Seyda Hazretleri (k.s.), Allah'a giden yolda Sadat-ı Kiram'ın metodunu manevi tasarruflarıyla insanların yüreğine işleyen gönül sultanıdır. O, aynı zamanda alışılmışın dışında bir uygulamayla vaazsız, nasihatsiz ve hiçbir kelam etmeksizin etrafında halka oluşturan bir Allah dostudur.

Seyda Hazretleri (k.s.), Allah'a giden yolda Sadat-ı Kiram'ın metodunu manevi tasarruflarıyla insanların yüreğine işleyen gönül sultanıdır. O, aynı zamanda alışılmışın dışında bir uygulamayla vaazsız, nasihatsiz ve hiçbir kelam etmeksizin etrafında halka oluşturan bir Allah dostudur.
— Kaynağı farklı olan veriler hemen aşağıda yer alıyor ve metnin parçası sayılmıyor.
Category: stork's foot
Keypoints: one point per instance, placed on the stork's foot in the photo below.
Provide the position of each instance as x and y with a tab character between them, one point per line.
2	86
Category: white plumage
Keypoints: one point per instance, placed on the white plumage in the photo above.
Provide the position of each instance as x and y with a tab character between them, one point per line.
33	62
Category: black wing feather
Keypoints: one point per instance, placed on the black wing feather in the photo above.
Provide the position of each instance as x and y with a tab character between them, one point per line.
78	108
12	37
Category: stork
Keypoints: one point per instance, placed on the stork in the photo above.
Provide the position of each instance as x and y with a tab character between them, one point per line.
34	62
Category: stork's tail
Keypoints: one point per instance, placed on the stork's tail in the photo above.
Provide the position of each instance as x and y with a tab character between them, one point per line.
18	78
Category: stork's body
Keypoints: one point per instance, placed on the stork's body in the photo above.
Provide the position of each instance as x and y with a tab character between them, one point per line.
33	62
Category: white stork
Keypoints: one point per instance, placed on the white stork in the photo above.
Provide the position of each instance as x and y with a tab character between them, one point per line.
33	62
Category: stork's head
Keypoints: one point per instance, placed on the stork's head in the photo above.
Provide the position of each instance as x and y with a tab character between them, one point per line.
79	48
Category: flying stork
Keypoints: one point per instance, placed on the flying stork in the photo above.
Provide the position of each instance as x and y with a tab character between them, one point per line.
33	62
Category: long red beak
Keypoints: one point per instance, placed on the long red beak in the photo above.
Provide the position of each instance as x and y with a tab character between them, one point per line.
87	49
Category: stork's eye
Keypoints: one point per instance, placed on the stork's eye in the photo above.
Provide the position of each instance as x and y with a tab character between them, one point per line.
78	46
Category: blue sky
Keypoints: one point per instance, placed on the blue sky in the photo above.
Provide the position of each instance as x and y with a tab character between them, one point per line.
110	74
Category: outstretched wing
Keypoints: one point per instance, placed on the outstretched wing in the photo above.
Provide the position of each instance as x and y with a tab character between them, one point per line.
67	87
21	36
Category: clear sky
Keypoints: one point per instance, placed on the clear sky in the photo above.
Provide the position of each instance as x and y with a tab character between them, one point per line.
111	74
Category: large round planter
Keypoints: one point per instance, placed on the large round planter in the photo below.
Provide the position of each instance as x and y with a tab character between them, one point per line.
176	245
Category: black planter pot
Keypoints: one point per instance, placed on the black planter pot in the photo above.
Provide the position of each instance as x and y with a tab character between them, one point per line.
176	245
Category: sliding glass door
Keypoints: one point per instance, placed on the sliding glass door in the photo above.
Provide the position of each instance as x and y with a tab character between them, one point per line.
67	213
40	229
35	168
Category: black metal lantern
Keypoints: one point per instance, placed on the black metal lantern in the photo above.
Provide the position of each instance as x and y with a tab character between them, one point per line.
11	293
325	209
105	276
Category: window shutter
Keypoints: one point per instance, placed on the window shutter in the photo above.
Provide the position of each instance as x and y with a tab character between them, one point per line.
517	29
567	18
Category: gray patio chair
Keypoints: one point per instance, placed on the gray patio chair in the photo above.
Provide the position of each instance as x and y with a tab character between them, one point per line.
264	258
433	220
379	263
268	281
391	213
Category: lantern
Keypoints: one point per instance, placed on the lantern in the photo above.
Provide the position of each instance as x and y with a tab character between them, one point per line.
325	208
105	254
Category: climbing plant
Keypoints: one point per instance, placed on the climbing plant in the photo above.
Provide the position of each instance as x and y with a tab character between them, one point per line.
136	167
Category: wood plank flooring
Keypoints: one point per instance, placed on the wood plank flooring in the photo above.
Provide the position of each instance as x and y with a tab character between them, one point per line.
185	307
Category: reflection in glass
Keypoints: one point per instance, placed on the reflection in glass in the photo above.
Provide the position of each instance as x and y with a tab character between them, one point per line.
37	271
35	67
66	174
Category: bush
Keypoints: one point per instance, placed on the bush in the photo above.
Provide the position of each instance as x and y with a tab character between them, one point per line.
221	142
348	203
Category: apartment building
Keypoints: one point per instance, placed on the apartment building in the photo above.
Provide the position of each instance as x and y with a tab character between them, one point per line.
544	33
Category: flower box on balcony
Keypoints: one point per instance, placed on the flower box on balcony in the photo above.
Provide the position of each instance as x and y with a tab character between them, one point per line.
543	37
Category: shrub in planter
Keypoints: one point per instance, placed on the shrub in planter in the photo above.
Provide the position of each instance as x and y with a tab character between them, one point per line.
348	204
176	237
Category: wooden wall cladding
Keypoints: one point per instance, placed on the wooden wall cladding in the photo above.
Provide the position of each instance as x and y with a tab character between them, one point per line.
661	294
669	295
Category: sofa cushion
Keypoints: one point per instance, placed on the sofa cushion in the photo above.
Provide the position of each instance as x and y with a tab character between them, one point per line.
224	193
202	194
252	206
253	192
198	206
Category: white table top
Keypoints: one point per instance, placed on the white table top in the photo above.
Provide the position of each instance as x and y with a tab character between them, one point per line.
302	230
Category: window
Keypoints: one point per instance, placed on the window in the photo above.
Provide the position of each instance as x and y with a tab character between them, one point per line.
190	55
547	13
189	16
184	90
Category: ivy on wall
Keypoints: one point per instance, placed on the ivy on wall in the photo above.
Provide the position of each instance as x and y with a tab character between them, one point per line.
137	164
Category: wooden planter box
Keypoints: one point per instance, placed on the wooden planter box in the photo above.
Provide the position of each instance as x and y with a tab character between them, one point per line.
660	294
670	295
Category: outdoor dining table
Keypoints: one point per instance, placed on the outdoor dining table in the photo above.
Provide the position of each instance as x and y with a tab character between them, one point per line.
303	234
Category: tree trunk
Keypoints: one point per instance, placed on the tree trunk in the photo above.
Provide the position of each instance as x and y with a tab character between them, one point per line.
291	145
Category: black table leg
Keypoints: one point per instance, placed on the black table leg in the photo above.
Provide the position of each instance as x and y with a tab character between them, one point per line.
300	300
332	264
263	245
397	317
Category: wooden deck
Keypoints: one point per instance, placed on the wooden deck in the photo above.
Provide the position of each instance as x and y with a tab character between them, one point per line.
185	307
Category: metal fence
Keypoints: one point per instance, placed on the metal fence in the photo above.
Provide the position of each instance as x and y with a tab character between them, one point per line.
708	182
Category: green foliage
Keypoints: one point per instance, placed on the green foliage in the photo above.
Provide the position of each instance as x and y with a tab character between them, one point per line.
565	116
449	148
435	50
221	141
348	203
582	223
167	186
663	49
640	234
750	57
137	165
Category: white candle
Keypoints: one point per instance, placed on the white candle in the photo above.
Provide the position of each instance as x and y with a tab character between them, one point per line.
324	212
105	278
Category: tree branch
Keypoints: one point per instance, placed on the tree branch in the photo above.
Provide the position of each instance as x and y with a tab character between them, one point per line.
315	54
Gerçekten de binlerce insanın kafileler halinde Menzil'e gidip Seyda Hazretleri'nin manevi tasarruf şemsiyesi altında halka oluşturması akıllara durgunluk veren bir hadisedir. Elbette ki bu durumu ne akılla, ne ilimle izah edilebilir, ancak ve ancak bunu; “Allah bir kulunu sevdi mi, isterse bütün dünyayı ayağına getirir” tarzında izah edebiliriz. Nitekim her şey sevgi ve sevilmek denen iksir içinde gizlidir. Bu yüzden insanlar akın akın dergâhını ziyaret etmiştir. Zira Seyda Hazretleri etrafında kümelenen kalabalığın sayısına bakmaksızın, Allah'a giden yolda Sadat-ı Kiramın ortaya koyduğu düsturları hem yaşayarak hem de yaşatarak hayırhah daire çizen bir gönül sultanıdır. Meğer bütün gizem yaşamak ve yaşatmaktaymış.
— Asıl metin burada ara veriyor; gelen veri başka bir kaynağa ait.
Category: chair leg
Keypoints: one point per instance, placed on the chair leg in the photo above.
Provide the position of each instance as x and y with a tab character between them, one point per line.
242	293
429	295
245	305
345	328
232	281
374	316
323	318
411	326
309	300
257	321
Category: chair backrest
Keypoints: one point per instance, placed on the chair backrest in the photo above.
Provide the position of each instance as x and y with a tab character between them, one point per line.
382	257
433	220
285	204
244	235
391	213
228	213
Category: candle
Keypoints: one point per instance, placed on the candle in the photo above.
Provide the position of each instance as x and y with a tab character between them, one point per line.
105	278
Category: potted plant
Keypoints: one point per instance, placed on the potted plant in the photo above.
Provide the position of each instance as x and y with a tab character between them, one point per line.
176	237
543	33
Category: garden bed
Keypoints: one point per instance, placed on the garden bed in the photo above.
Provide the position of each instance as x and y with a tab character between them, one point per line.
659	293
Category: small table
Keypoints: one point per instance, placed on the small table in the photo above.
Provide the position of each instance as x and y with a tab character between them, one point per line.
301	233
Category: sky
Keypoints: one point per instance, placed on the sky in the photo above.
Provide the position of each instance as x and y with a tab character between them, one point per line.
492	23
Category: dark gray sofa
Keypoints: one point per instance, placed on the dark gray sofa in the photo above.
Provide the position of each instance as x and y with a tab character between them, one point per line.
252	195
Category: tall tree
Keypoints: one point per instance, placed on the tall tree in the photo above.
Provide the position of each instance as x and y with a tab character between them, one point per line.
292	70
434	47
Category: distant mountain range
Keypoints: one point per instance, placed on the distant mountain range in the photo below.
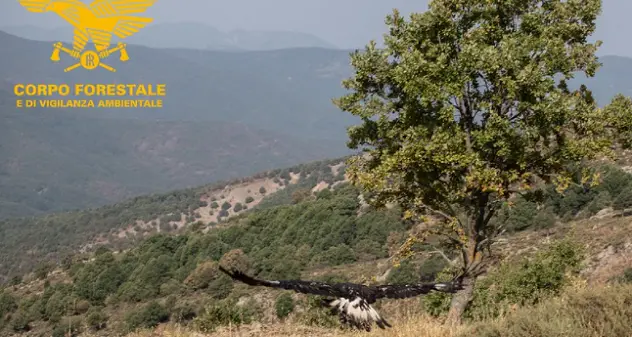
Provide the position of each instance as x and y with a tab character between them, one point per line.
226	115
189	35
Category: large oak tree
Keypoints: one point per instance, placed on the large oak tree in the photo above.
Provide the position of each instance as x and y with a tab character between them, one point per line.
468	103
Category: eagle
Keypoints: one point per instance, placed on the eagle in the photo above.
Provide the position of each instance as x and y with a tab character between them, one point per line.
352	302
96	22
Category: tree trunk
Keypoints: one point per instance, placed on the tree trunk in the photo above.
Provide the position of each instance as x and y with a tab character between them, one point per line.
460	301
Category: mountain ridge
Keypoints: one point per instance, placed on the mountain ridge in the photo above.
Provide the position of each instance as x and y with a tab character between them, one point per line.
193	35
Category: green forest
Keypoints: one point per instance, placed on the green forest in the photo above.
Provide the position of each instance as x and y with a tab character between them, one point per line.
170	277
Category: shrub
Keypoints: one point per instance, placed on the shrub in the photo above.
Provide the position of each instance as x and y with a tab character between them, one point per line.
404	273
183	313
526	282
20	322
580	313
284	305
200	278
96	319
68	327
222	313
623	200
148	316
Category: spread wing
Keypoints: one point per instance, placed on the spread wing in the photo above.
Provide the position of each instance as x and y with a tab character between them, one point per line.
412	290
69	13
101	39
305	287
37	6
120	10
109	8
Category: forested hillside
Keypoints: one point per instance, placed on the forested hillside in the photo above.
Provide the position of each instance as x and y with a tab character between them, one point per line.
50	238
331	235
225	116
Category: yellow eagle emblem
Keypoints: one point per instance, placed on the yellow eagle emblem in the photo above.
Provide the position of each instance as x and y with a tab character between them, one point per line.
96	22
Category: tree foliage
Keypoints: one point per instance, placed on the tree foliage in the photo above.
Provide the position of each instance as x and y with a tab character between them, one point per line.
468	103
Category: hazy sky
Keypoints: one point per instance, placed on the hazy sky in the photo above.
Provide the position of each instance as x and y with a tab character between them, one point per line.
345	23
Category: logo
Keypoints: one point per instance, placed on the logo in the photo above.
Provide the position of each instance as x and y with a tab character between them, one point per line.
97	22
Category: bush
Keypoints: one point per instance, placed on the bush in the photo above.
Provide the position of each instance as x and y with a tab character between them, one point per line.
68	327
284	305
223	313
204	273
406	272
583	313
20	322
526	282
623	200
148	316
96	319
183	313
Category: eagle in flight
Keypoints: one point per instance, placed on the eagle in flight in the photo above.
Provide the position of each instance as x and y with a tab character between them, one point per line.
352	302
98	21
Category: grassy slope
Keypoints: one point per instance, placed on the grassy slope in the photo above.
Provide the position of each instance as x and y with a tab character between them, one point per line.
606	239
226	115
51	237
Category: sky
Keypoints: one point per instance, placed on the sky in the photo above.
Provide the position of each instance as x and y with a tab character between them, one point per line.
347	24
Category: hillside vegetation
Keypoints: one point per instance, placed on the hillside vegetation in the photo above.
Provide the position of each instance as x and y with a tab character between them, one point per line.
225	116
332	236
50	238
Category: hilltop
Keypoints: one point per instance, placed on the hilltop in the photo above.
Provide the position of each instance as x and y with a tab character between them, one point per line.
168	274
226	116
121	225
190	35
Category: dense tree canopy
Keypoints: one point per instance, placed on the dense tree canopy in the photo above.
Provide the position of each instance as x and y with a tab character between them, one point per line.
468	103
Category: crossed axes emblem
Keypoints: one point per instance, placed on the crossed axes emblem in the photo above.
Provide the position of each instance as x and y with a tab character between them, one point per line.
89	59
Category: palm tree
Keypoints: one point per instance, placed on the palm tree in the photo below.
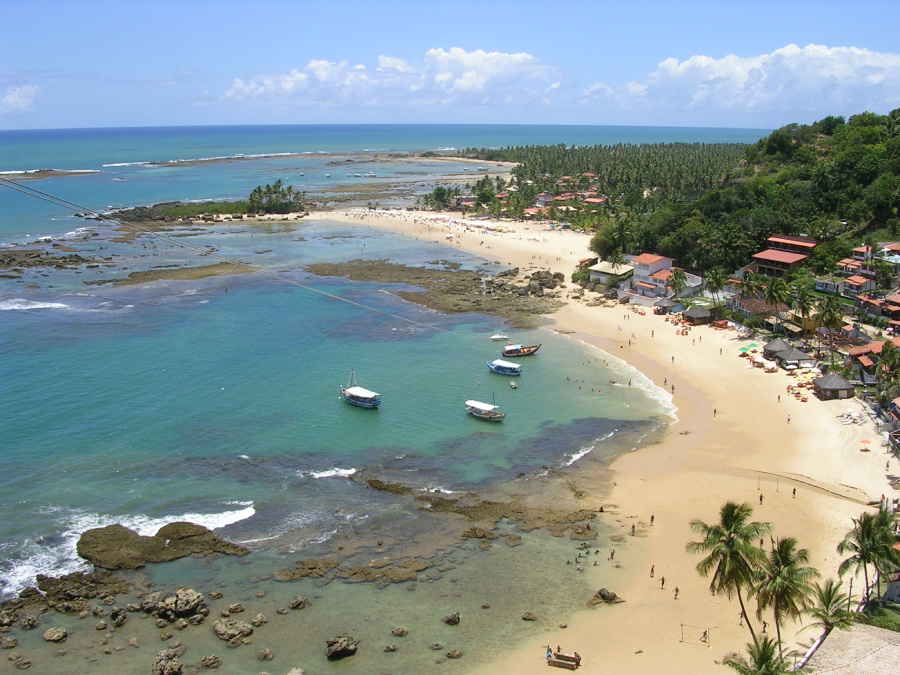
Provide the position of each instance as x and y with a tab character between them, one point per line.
831	316
715	281
764	659
804	302
731	557
777	293
829	607
677	281
861	542
784	584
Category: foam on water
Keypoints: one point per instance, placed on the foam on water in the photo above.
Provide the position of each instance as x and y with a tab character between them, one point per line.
20	304
21	562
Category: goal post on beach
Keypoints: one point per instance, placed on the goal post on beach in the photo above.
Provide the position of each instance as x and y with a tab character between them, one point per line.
696	635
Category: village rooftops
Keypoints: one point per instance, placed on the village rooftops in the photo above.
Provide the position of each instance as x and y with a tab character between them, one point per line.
779	256
649	258
786	240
Tövbe; bu yolda günahlarla esaret zincirine mahkûm kalan insanın hürriyete giden yolda ilk kapıdır. Sadat-ı Kiram'ın kapısında; gelene gelme denilmediği gibi, gidene de gitme denilmez. Kapıda engelleyen hiç bir durum gözükmez, bilhassa burada: 'Ne olursan ol yine gel' sözünün tatbikatı tüm açıklığıyla gözler önüne serilir.
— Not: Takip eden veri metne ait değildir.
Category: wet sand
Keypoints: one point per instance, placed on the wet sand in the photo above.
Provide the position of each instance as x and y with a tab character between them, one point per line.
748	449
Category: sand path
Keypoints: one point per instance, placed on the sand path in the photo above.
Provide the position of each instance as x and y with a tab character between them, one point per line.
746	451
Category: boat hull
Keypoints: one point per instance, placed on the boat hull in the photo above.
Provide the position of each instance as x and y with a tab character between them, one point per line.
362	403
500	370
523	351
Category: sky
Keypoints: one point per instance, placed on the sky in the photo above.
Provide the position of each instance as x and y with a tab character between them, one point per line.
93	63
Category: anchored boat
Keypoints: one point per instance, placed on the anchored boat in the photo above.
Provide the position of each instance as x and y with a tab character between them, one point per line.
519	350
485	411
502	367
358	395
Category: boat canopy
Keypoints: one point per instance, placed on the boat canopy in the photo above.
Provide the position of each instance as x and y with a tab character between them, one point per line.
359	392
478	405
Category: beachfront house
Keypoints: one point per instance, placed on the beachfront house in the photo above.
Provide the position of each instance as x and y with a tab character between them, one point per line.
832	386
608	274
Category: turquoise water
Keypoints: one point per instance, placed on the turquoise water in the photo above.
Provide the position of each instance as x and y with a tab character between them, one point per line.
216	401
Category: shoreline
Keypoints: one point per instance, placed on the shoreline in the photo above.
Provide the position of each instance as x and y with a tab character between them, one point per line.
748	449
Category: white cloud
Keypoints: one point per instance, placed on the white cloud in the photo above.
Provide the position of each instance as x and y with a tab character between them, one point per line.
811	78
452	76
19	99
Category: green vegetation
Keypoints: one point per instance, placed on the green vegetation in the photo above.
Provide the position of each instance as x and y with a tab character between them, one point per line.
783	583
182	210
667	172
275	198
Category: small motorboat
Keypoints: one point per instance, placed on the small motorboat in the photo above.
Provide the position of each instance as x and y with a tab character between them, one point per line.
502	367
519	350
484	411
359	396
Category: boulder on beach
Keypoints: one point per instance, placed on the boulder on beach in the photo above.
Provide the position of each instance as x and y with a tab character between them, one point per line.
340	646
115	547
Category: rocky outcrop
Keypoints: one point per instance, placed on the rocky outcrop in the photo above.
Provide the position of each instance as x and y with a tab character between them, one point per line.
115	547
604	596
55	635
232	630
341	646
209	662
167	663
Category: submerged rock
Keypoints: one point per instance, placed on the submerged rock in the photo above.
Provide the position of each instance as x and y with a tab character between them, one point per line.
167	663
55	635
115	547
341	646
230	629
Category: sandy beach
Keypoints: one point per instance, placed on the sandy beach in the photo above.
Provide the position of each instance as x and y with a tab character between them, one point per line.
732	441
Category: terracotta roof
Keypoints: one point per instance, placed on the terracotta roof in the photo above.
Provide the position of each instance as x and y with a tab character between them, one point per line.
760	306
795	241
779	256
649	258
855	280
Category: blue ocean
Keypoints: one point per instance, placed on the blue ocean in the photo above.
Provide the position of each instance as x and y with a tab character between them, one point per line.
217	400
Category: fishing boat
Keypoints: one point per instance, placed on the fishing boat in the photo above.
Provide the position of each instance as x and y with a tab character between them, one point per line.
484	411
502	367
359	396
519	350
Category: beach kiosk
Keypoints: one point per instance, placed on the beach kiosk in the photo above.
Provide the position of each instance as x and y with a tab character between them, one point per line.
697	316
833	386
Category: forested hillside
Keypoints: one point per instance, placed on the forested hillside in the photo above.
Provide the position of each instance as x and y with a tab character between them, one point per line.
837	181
İşte bu kapıyı aralamanın ilk adımı tevbeyle başlar. Bir başka ifadeyle tövbe, esaretten hürriyete kavuşmanın ilk kurtuluş reçetesidir. Hatta Hâcegân yolunda; "Her hayrın başında ve sonunda tevbe ediniz" düsturu esastır. Belli ki, Saadat-ı Kiram daha ilk iş olarak sünnete uygun bir uygulamayı başlatıyorlar. Nasıl başlatmasınlar ki, bu yolda tövbe huzura varışın ilk adımıdır. Tarikat-ı Aliye’nin bütün amellerinin başında ve sonunda 25 defa estağfurullah denmesi bunun içindir. Gerek Hatme-i Hâcegân eda ederken, gerek Rabıtada tefekkür ederken ve gerekse günlük virdini çeken bir sofi, huzura varmak için  'Estağfurullah' deyip öyle amele başlar. Hakeza huzurdan ayrılırken de yine 25 kez 'Estağfurullah' deyip işlediği amelleri layık-ı veçhiyle yapamadığının kaygısıyla içten içe nedamet duyar. İşte bütün bu yolun usul ve adabını uygulayan sofi, mürşidine olan muhabbeti daha da bir mana kazanır. Bu yüzden Şeyh Ahmed El Haznevi (k.s.): "Muhabbet sofilerin bineğidir" demiştir.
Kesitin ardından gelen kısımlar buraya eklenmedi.